El Banco Central flexibilizó el acceso a préstamos en dólares
La autoridad monetaria del Banco Central eliminó la exigencia de ingresos en dólares para firmas con garantías especiales
El nuevo esquema para obtener créditos en dólares
La reciente disposición de la autoridad monetaria introduce un cambio estructural en la política de asignación de financiamiento en divisas. Hasta la vigencia de esta norma, el requisito indispensable para recibir préstamos en dólares consistía en demostrar de forma fehaciente que el solicitante generaba ingresos en esa misma denominación, una restricción orientada a mitigar el riesgo de descalce cambiario.
La normativa actual conserva el criterio general de prudencia, pero incorpora una alternativa técnica para dinamizar el mercado de créditos en dólares. Las empresas que no sean exportadoras directas, pero que dispongan de estructuras corporativas capaces de proveer avales externos, encontrarán en esta medida una vía operativa para la obtención de recursos destinados a la inversión productiva.
El texto oficial emitido por el organismo detalla que los garantes que respalden estas operaciones deberán asumir contractualmente el rol de principales pagadores. Esto confiere a los bancos comerciales la facultad legal de demandar el cumplimiento total de las obligaciones directamente a los avalistas en caso de registrarse mora por parte del tomador original de los fondos.
Las garantías que habilitan los créditos en dólares
El eje central de la flexibilización radica en la tipología y la solidez de las coberturas admitidas por la regulación vigente. Las empresas solicitantes podrán presentar garantías especiales en dólares, las cuales deben estar constituidas por sujetos formalmente contemplados dentro de las normativas de la autoridad de contralor financiero del país.
Esta alternativa permite que subsidiarias locales de corporaciones internacionales, firmas integradas a cadenas globales de valor o compañías con inversores extranjeros gestionen financiamiento con tasas habitualmente menores a las del mercado en pesos.

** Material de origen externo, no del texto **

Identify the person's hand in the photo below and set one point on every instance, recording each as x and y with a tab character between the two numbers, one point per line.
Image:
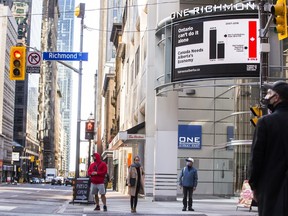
255	195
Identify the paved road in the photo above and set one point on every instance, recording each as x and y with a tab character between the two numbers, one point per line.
44	200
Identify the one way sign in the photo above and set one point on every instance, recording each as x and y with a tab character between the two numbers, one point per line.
33	62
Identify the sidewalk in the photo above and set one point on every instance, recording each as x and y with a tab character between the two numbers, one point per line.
119	204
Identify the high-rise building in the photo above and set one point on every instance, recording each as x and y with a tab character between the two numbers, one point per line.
65	44
49	131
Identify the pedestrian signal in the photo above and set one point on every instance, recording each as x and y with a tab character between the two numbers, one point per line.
279	10
32	158
17	63
89	130
257	112
89	126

La flexibilización remueve la obligatoriedad de encuadrar estrictamente en el perfil de exportador para calificar como sujeto de crédito en divisas.
El sector bancario amplía el margen de colocación de sus depósitos en dólares sin alterar los parámetros de previsión de riesgo. Al centralizarse la evaluación de cobro en la solidez de la garantía y en la figura del pagador principal, las entidades locales disponen de un marco regulatorio claro para canalizar la liquidez disponible hacia el sector privado.

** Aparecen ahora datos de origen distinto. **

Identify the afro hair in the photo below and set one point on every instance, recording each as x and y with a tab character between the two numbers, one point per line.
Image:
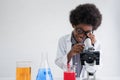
86	14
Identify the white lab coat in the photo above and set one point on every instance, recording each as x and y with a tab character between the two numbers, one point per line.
64	46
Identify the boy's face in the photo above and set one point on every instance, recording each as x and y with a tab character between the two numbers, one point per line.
80	31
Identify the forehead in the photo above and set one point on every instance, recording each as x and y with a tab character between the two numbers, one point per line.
85	27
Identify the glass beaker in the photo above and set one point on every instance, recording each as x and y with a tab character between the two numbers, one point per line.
23	70
44	72
69	73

Impacto en el acceso a créditos en dólares
La decisión de modificar los criterios de acceso técnico responde a la necesidad de viabilizar proyectos de inversión de mediana y larga escala. Diversos sectores productivos que operan con insumos importados o requieren renovar bienes de capital encontrarán asistencia a través de la oferta de créditos en dólares sin la presión de una corriente de exportación consolidada.

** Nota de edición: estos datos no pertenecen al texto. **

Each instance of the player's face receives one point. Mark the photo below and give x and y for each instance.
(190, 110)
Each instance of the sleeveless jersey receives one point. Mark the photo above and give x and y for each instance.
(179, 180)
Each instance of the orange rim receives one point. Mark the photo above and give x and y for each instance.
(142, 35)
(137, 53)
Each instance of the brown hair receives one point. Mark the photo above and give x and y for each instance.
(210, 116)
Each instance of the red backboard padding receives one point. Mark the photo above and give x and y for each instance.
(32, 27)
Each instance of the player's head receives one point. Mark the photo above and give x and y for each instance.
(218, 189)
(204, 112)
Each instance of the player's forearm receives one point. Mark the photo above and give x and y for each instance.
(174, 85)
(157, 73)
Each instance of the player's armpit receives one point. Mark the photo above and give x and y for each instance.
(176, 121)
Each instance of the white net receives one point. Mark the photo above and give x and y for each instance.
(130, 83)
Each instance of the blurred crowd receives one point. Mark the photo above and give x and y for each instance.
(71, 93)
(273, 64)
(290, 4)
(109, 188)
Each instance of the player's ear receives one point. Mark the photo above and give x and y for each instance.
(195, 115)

El historial normativo local refleja que las limitaciones estrictas al endeudamiento en moneda dura buscaban prevenir crisis de liquidez ante fluctuaciones severas del tipo de cambio. El BCRA detalló la flexibilización implementada busca un equilibrio entre la seguridad del sistema y la dinamización de la actividad de las empresas mediante el uso eficiente de las garantías.
Las cámaras empresariales y analistas del mercado financiero coinciden en que la medida aporta previsibilidad a las planificaciones corporativas. La posibilidad de pactar deudas bajo condiciones financieras asociadas a los créditos en dólares reduce la volatilidad del costo de los proyectos, siempre que se verifique el estricto cumplimiento de los avales requeridos por el esquema regulatorio.